Menjelang petang, massa mahasiswa dari kampus Sanata Dharma bergerak menuju kampus Bulaksumur, untuk menggabungkan diri dengan massa di Bundaran UGM. Di Jalan Gejayan, ratusan aparat gabungan polisi dan tentara menghadang mereka. Bentrokan tak seimbang tak terhindarkan.
Pada malam itu, darah tumpah di Gejayan. Ratusan mahasiswa babak-belur dihajar aparat. “Setelah bentrokan reda, Moses Gatotkaca ditemukan terkapar sekarat,” kata Willy. Kepala Moses, mahasiswa Fakultas Matematika dan Ilmu Pengetahuan Alam Universitas Sanata Dharma, terluka parah. Nyawanya tak terselamatkan. Kematian Moses dan empat hari kemudian kematian empat mahasiswa Trisakti makin membakar perlawanan mahasiswa terhadap rezim Soeharto.
Setelah Soeharto jatuh, Willy bersama aktivis Dema UGM pada akhir 1998 melakukan advokasi petani Magelang bersama Romo Y.B. Mangunwijaya dan Romo Vincentius Kirdjito. “Saat itulah untuk pertama kalinya saya dipercaya menjadi koordinator,” ujar Willy. Aksi-aksi penolakan pelaksanaan Sidang Istimewa pada awal 1999 menjadi agenda rutin bagi Willy sebagai jenderal lapangan.
Kejatuhan Soeharto tak membuat Willy mundur dari dunia gerakan mahasiswa. Dia lantas menggalang kekuatan organ-organ gerakan. Setelah setahun menggalang konsolidasi nasional, terbentuk jaringan organisasi dengan nama Forum Mahasiswa Nasional (FMN). Organisasi ini mencakup gabungan organ-organ mahasiswa tingkat daerah di 11 provinsi Indonesia, dari Sumatera Barat hingga Nusa Tenggara Barat. Aksi pertama FMN dilakukan pada awal 2002. FMN menolak kedatangan Perdana Menteri Australia John Howard, yang berkunjung ke UGM. John Howard dipandang membawa agenda liberalisasi pendidikan di Indonesia.

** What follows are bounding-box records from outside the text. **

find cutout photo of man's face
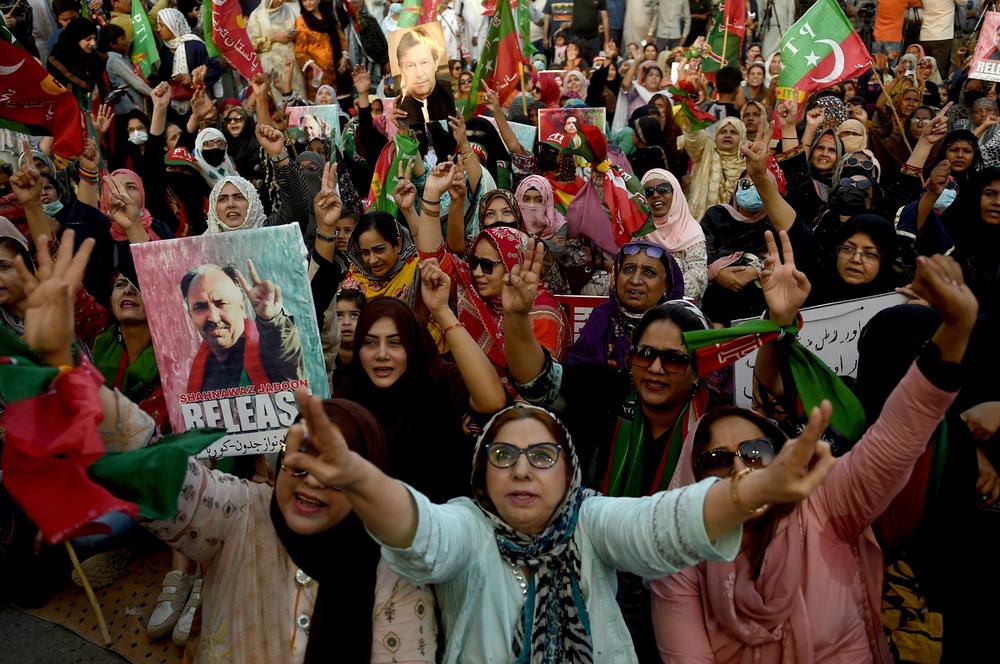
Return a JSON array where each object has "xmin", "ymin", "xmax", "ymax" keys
[{"xmin": 399, "ymin": 41, "xmax": 437, "ymax": 100}]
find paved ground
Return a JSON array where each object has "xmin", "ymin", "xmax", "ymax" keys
[{"xmin": 0, "ymin": 604, "xmax": 128, "ymax": 664}]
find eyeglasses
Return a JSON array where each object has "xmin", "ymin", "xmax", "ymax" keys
[
  {"xmin": 631, "ymin": 346, "xmax": 691, "ymax": 374},
  {"xmin": 837, "ymin": 244, "xmax": 882, "ymax": 263},
  {"xmin": 695, "ymin": 438, "xmax": 774, "ymax": 473},
  {"xmin": 469, "ymin": 256, "xmax": 503, "ymax": 274},
  {"xmin": 622, "ymin": 242, "xmax": 666, "ymax": 260},
  {"xmin": 486, "ymin": 443, "xmax": 562, "ymax": 470},
  {"xmin": 645, "ymin": 182, "xmax": 674, "ymax": 198}
]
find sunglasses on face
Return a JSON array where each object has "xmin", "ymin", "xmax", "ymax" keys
[
  {"xmin": 622, "ymin": 244, "xmax": 666, "ymax": 260},
  {"xmin": 486, "ymin": 443, "xmax": 562, "ymax": 470},
  {"xmin": 632, "ymin": 346, "xmax": 691, "ymax": 374},
  {"xmin": 469, "ymin": 256, "xmax": 503, "ymax": 274},
  {"xmin": 695, "ymin": 438, "xmax": 774, "ymax": 474},
  {"xmin": 645, "ymin": 182, "xmax": 674, "ymax": 198}
]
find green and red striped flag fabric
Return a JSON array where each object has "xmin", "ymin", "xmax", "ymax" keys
[
  {"xmin": 778, "ymin": 0, "xmax": 872, "ymax": 99},
  {"xmin": 462, "ymin": 1, "xmax": 525, "ymax": 119}
]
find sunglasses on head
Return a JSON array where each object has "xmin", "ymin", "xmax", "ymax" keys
[
  {"xmin": 469, "ymin": 256, "xmax": 503, "ymax": 274},
  {"xmin": 622, "ymin": 242, "xmax": 666, "ymax": 260},
  {"xmin": 695, "ymin": 438, "xmax": 774, "ymax": 474},
  {"xmin": 645, "ymin": 182, "xmax": 674, "ymax": 198},
  {"xmin": 486, "ymin": 443, "xmax": 562, "ymax": 470},
  {"xmin": 632, "ymin": 346, "xmax": 691, "ymax": 374}
]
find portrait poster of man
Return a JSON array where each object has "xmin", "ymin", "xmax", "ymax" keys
[
  {"xmin": 538, "ymin": 108, "xmax": 607, "ymax": 148},
  {"xmin": 389, "ymin": 21, "xmax": 458, "ymax": 126},
  {"xmin": 969, "ymin": 11, "xmax": 1000, "ymax": 81},
  {"xmin": 132, "ymin": 225, "xmax": 329, "ymax": 456}
]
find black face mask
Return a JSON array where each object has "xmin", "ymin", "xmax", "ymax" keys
[
  {"xmin": 830, "ymin": 187, "xmax": 868, "ymax": 217},
  {"xmin": 201, "ymin": 148, "xmax": 226, "ymax": 168}
]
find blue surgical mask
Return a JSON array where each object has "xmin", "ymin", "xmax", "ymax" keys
[
  {"xmin": 934, "ymin": 189, "xmax": 957, "ymax": 213},
  {"xmin": 736, "ymin": 187, "xmax": 764, "ymax": 212}
]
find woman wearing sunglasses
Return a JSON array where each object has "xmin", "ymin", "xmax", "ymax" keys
[
  {"xmin": 642, "ymin": 168, "xmax": 708, "ymax": 304},
  {"xmin": 285, "ymin": 386, "xmax": 832, "ymax": 664},
  {"xmin": 652, "ymin": 256, "xmax": 977, "ymax": 664}
]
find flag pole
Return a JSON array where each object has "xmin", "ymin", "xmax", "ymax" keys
[{"xmin": 869, "ymin": 60, "xmax": 913, "ymax": 152}]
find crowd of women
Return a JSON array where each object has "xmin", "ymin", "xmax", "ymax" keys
[{"xmin": 0, "ymin": 0, "xmax": 1000, "ymax": 664}]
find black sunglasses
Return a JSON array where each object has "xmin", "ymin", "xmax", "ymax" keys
[
  {"xmin": 695, "ymin": 438, "xmax": 774, "ymax": 474},
  {"xmin": 645, "ymin": 182, "xmax": 674, "ymax": 198},
  {"xmin": 632, "ymin": 346, "xmax": 691, "ymax": 374},
  {"xmin": 469, "ymin": 256, "xmax": 503, "ymax": 274},
  {"xmin": 486, "ymin": 443, "xmax": 562, "ymax": 470}
]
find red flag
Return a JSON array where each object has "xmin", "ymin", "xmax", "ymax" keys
[
  {"xmin": 0, "ymin": 39, "xmax": 83, "ymax": 159},
  {"xmin": 212, "ymin": 0, "xmax": 262, "ymax": 80}
]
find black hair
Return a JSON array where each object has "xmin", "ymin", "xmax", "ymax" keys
[
  {"xmin": 715, "ymin": 67, "xmax": 743, "ymax": 94},
  {"xmin": 351, "ymin": 212, "xmax": 403, "ymax": 245}
]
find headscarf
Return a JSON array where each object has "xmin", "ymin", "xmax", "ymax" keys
[
  {"xmin": 642, "ymin": 168, "xmax": 705, "ymax": 253},
  {"xmin": 514, "ymin": 175, "xmax": 566, "ymax": 240},
  {"xmin": 101, "ymin": 168, "xmax": 160, "ymax": 242},
  {"xmin": 837, "ymin": 118, "xmax": 868, "ymax": 154},
  {"xmin": 205, "ymin": 175, "xmax": 267, "ymax": 234},
  {"xmin": 336, "ymin": 297, "xmax": 469, "ymax": 500},
  {"xmin": 472, "ymin": 404, "xmax": 596, "ymax": 663},
  {"xmin": 193, "ymin": 127, "xmax": 238, "ymax": 187},
  {"xmin": 688, "ymin": 118, "xmax": 747, "ymax": 219},
  {"xmin": 568, "ymin": 246, "xmax": 684, "ymax": 371},
  {"xmin": 270, "ymin": 399, "xmax": 389, "ymax": 663},
  {"xmin": 455, "ymin": 226, "xmax": 569, "ymax": 369},
  {"xmin": 563, "ymin": 69, "xmax": 589, "ymax": 99}
]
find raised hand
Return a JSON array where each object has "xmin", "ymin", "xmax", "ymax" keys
[
  {"xmin": 282, "ymin": 387, "xmax": 364, "ymax": 489},
  {"xmin": 256, "ymin": 124, "xmax": 285, "ymax": 157},
  {"xmin": 500, "ymin": 239, "xmax": 545, "ymax": 316},
  {"xmin": 760, "ymin": 231, "xmax": 811, "ymax": 326},
  {"xmin": 740, "ymin": 400, "xmax": 837, "ymax": 504},
  {"xmin": 91, "ymin": 104, "xmax": 115, "ymax": 136},
  {"xmin": 420, "ymin": 258, "xmax": 451, "ymax": 314},
  {"xmin": 910, "ymin": 255, "xmax": 979, "ymax": 330},
  {"xmin": 236, "ymin": 260, "xmax": 282, "ymax": 320},
  {"xmin": 14, "ymin": 230, "xmax": 94, "ymax": 366},
  {"xmin": 392, "ymin": 160, "xmax": 417, "ymax": 210},
  {"xmin": 104, "ymin": 175, "xmax": 139, "ymax": 233}
]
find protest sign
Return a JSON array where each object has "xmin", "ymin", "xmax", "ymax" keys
[
  {"xmin": 733, "ymin": 293, "xmax": 908, "ymax": 408},
  {"xmin": 555, "ymin": 295, "xmax": 608, "ymax": 343},
  {"xmin": 969, "ymin": 12, "xmax": 1000, "ymax": 81},
  {"xmin": 132, "ymin": 225, "xmax": 329, "ymax": 456},
  {"xmin": 538, "ymin": 108, "xmax": 607, "ymax": 148}
]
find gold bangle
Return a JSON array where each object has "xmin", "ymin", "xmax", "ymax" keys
[{"xmin": 729, "ymin": 468, "xmax": 770, "ymax": 516}]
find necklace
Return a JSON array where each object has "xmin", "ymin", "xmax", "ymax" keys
[{"xmin": 507, "ymin": 560, "xmax": 528, "ymax": 597}]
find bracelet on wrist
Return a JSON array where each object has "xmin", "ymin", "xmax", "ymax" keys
[{"xmin": 729, "ymin": 468, "xmax": 770, "ymax": 516}]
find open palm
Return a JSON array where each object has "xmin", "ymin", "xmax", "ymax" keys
[{"xmin": 760, "ymin": 231, "xmax": 812, "ymax": 325}]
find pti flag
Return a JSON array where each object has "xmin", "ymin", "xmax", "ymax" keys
[
  {"xmin": 0, "ymin": 19, "xmax": 83, "ymax": 159},
  {"xmin": 132, "ymin": 0, "xmax": 160, "ymax": 78},
  {"xmin": 463, "ymin": 2, "xmax": 524, "ymax": 118},
  {"xmin": 205, "ymin": 0, "xmax": 262, "ymax": 80},
  {"xmin": 778, "ymin": 0, "xmax": 872, "ymax": 99},
  {"xmin": 702, "ymin": 0, "xmax": 747, "ymax": 72}
]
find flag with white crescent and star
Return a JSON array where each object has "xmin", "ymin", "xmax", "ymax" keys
[{"xmin": 778, "ymin": 0, "xmax": 872, "ymax": 99}]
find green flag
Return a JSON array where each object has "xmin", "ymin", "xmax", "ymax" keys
[{"xmin": 132, "ymin": 0, "xmax": 160, "ymax": 78}]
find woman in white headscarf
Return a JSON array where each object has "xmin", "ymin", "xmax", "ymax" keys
[
  {"xmin": 156, "ymin": 7, "xmax": 222, "ymax": 115},
  {"xmin": 247, "ymin": 0, "xmax": 306, "ymax": 99}
]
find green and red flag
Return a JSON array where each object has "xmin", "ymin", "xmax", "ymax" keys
[
  {"xmin": 365, "ymin": 131, "xmax": 420, "ymax": 215},
  {"xmin": 0, "ymin": 17, "xmax": 83, "ymax": 160},
  {"xmin": 132, "ymin": 0, "xmax": 160, "ymax": 78},
  {"xmin": 462, "ymin": 2, "xmax": 525, "ymax": 119},
  {"xmin": 702, "ymin": 0, "xmax": 747, "ymax": 73},
  {"xmin": 778, "ymin": 0, "xmax": 872, "ymax": 101}
]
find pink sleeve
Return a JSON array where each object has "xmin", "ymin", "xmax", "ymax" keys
[
  {"xmin": 810, "ymin": 362, "xmax": 958, "ymax": 541},
  {"xmin": 650, "ymin": 567, "xmax": 715, "ymax": 664}
]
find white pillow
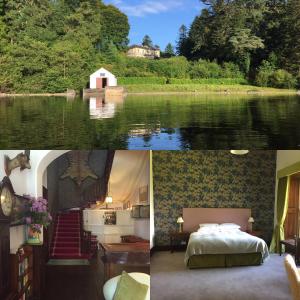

Bentrokan dengan pengamanan kampus pun terjadi. Belasan mahasiswa terluka dan dilarikan ke rumah sakit. Rektor UGM Ichlasul Amal, yang merasa dipermalukan, menjatuhkan sanksi drop out pada Willy. Untungnya, dia mendapat dukungan dari teman-temannya. Tapi Willy harus pindah kuliah ke Fakultas Filsafat.
Setahun kemudian, Willy bersama ribuan mahasiswa mendeklarasikan Front Mahasiswa Nasional di Balai Rakyat, Utan Kayu, Jakarta Timur. Di organisasi mahasiswa lintas kampus itu, Willy didaulat menjadi ketua. Setelah ditimbang-timbang, dia merasakan betapa sulitnya gerakan mahasiswa bila hanya menjadi kekuatan moral. Willy berniat menemui Ketua Umum PDI Perjuangan Megawati Soekarnoputri.
“Saya ingin menawarkan FMN menjadi sayap mahasiswa PDI Perjuangan. Saya sudah miliki kesadaran waktu itu bahwa perjuangan politik harus melalui partai,” katanya. Tapi niat itu urung lantaran kawan-kawannya menolak keras. Willy mengajukan usul kepada teman-temannya untuk membentuk partai politik, tapi proposal itu kandas pula. “Bukan hanya soal modal, saya merasakan betul tidak gampang mengkonsolidasikan gerakan mahasiswa.”
Setelah sempat mengorganisasi buruh di Tangerang, untuk menafkahi keluarga, pada 2008 Willy masuk dunia profesional sebagai konsultan di lembaga donor asing, GTZ. Saat itu ia baru memiliki seorang putra hasil pernikahannya dengan Yemmi Livenda. Dasar memang aktivis, dia tak bisa jauh-jauh dari dunia politik. Pekerjaan itu dia tinggalkan dan Willy kembali ke “dunia”-nya. Mantan aktivis Bulaksumur itu melabuhkan pilihan politiknya di Partai Nasional Demokrat.